Gordhan was triggered by allegations that Ntsihlele had told Denel’s trade union stakeholders in a meeting that the company’s board was “useless“.

Suspended DG weighs in on SAA

Gordhan’s antics and untouchable status left parliamentarians frustrated this week when they demanded answers over the controversial SA Airways-Takatso deal. The standing committee on public accounts (Scopa) questioned Gordhan and his bureaucratic charges on Tuesday about the transaction in which the Takatso Consortium took over 51% of the state airline’s shares, and the turbulence surrounding the transaction.

The sale of the airline would cost R51 nominal fee if R3 billion in investment was made by the consortium in three years. Despite Gordhan’s assurances, MPs weren’t convinced by the discretion around the deal. This week, one of the partners resigned from the deal due to frustration over secrecy – but Gordhan told MPs that Gidon Novick was only a “small” player.

On Friday, suspended Public Enterprises Director-General Kgathatso Tlhakudi weighed in, saying that “the revelations by Novick in his resignation as the director of Takatso Consortium should raise further alarms”. In assessing the consortium as a strategic equity partner for SAA, Tlhakudi said its financial capability should have been taken into account.

He said Gordhan “needs to be transparent with South Africans on the details of the transaction including: how was Takatso Consortium chosen, how was the value of SAA determined, was there any due diligence done to determine Consortium ability to consulate the transaction?”

“Transparency means sharing the documentation on the transaction with South African citizens who are the ultimate owners of state-owned companies.
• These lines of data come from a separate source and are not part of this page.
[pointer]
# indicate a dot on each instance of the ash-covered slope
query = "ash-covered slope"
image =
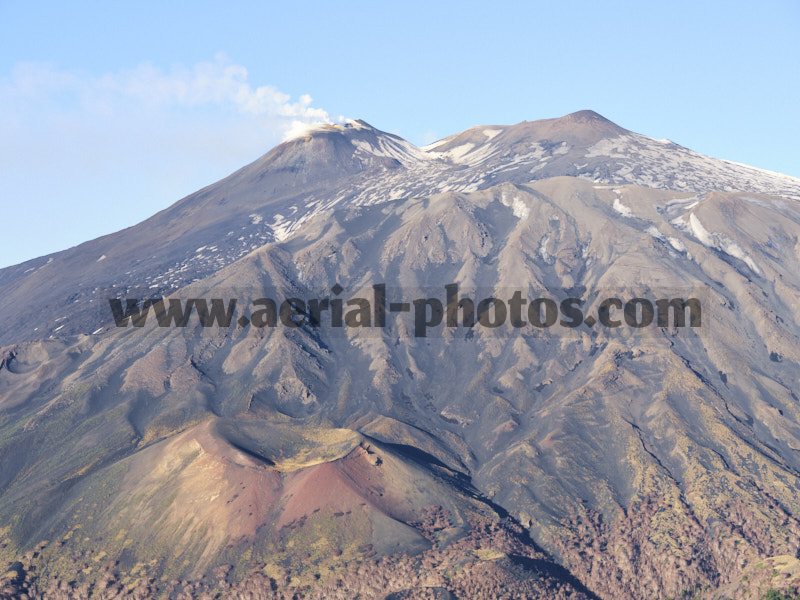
(599, 462)
(352, 164)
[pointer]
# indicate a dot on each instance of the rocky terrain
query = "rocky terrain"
(281, 462)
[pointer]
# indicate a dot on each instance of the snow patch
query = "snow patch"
(720, 242)
(622, 209)
(517, 206)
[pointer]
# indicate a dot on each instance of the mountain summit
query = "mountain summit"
(182, 461)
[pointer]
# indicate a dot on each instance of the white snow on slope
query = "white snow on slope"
(720, 242)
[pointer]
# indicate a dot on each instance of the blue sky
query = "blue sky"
(110, 112)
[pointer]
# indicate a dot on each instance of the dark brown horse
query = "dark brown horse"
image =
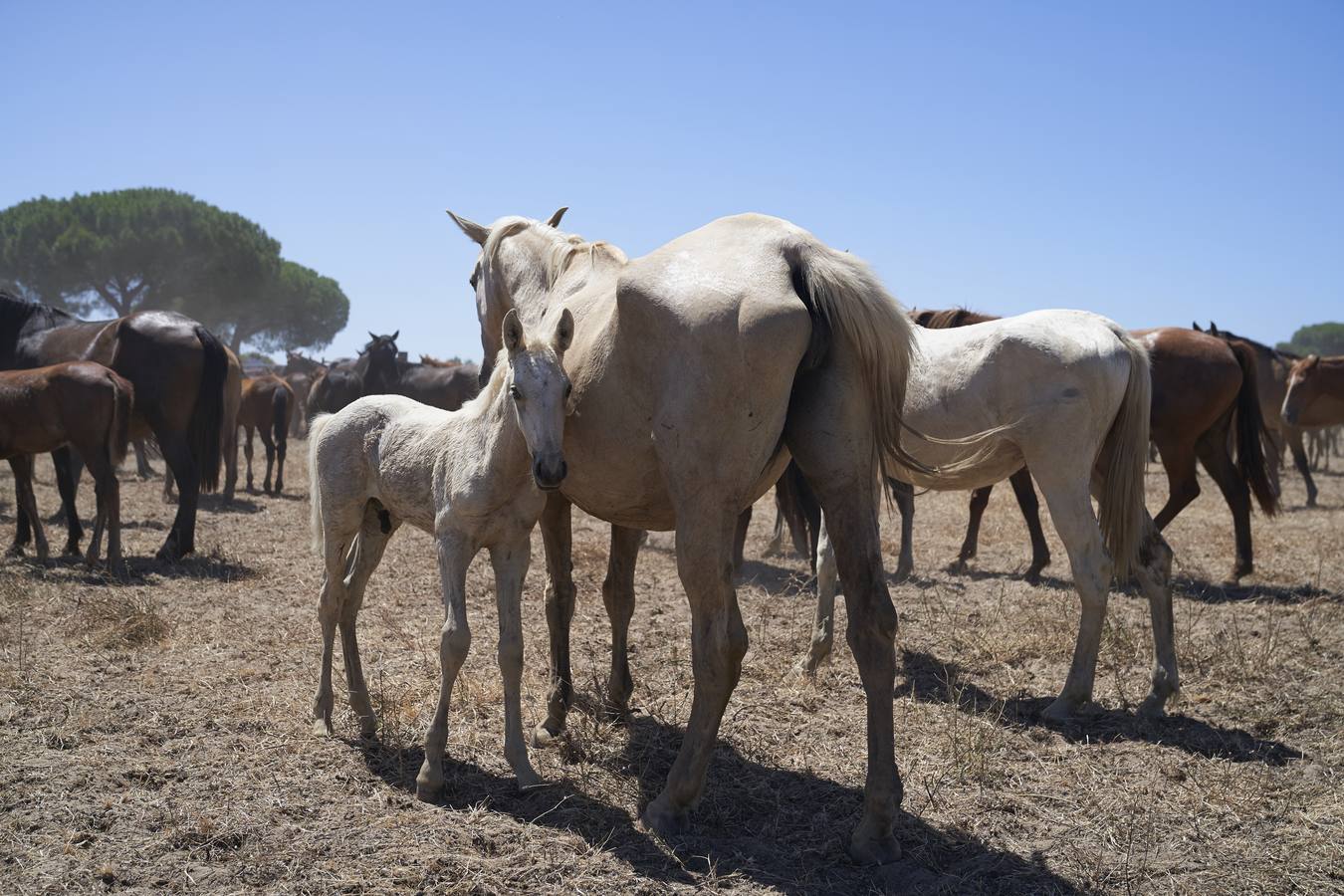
(77, 403)
(1273, 369)
(177, 369)
(373, 372)
(266, 406)
(1205, 392)
(438, 384)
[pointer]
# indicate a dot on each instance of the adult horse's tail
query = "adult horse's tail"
(122, 406)
(847, 301)
(315, 489)
(1121, 510)
(1251, 461)
(207, 416)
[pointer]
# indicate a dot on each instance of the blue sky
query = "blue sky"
(1152, 161)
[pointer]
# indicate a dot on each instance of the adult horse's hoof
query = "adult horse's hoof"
(663, 819)
(871, 846)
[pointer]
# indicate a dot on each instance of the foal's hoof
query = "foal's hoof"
(548, 734)
(663, 819)
(870, 846)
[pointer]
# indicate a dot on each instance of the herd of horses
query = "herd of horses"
(672, 391)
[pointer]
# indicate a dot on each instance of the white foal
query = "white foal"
(473, 479)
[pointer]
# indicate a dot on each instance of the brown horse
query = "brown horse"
(1203, 387)
(268, 406)
(373, 372)
(78, 403)
(1314, 392)
(177, 369)
(442, 385)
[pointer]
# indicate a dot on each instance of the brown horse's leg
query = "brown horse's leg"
(69, 466)
(1029, 507)
(1213, 454)
(1294, 443)
(560, 611)
(1183, 485)
(979, 501)
(22, 466)
(618, 595)
(181, 537)
(248, 457)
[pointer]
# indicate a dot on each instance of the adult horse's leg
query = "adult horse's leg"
(510, 561)
(618, 596)
(560, 611)
(69, 465)
(979, 501)
(1029, 507)
(1213, 453)
(1294, 443)
(705, 530)
(454, 554)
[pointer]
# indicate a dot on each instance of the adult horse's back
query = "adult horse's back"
(696, 371)
(177, 369)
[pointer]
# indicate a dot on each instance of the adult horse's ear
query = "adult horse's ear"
(513, 332)
(473, 231)
(563, 332)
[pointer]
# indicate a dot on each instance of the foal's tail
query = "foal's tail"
(1250, 453)
(1124, 453)
(847, 300)
(315, 491)
(118, 429)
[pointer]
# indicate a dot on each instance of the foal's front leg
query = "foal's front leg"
(511, 560)
(454, 554)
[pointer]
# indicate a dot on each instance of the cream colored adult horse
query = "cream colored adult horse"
(698, 369)
(1068, 392)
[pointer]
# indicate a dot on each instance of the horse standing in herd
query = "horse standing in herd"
(177, 369)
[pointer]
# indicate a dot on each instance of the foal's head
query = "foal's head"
(1304, 387)
(540, 391)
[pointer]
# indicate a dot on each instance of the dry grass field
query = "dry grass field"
(156, 734)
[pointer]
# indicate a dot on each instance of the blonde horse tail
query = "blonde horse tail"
(315, 487)
(1124, 453)
(847, 300)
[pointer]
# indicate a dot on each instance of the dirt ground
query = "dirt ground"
(156, 734)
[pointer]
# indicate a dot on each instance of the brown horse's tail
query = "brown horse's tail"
(207, 416)
(122, 406)
(280, 416)
(1120, 507)
(1250, 452)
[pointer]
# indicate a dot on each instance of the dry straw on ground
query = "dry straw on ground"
(154, 734)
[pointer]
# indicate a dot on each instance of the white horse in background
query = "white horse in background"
(473, 479)
(1070, 394)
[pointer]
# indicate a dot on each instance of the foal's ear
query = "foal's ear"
(563, 332)
(476, 233)
(513, 332)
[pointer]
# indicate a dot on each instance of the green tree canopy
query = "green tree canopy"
(136, 249)
(1317, 338)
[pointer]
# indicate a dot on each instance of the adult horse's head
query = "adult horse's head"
(1304, 387)
(515, 269)
(538, 391)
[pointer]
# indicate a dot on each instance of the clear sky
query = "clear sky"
(1152, 161)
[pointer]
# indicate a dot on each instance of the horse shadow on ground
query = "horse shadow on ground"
(779, 827)
(932, 680)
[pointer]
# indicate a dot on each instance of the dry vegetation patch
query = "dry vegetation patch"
(156, 734)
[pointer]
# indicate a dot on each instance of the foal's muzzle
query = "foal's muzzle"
(550, 472)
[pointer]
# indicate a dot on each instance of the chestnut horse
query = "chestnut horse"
(268, 406)
(1205, 389)
(77, 403)
(177, 369)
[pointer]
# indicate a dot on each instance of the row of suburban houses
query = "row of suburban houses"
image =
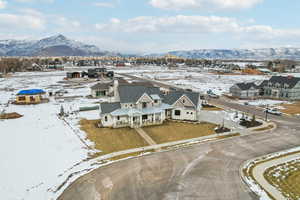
(277, 87)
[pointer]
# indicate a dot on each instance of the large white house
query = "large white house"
(277, 87)
(139, 105)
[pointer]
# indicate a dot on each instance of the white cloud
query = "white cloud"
(35, 1)
(175, 24)
(3, 4)
(104, 4)
(204, 4)
(196, 28)
(66, 24)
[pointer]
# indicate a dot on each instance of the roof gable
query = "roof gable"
(172, 97)
(109, 107)
(289, 80)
The minister has chosen to hide information by claiming in Parliament, and misleading Scopa, by saying the Takatso transaction is in a closed period,” he said.

“This is not true because the closed period only applies to publicly listed entities whose shares would be suspended during takeover negotiations. This does not apply to a state-owned company, in which a share sale and purchase agreement has already been signed in February 2022.”

Tlhakudi said the Takatso transaction was awaiting regulatory approval including from the Competition Commission and the BBBEE Commission is still to pronounce on the transaction.

“We urge these institutions of State to act in the best interests of the South African public and not affirm the nefarious actions of the minister to defraud the citizenry of its assets,” he said.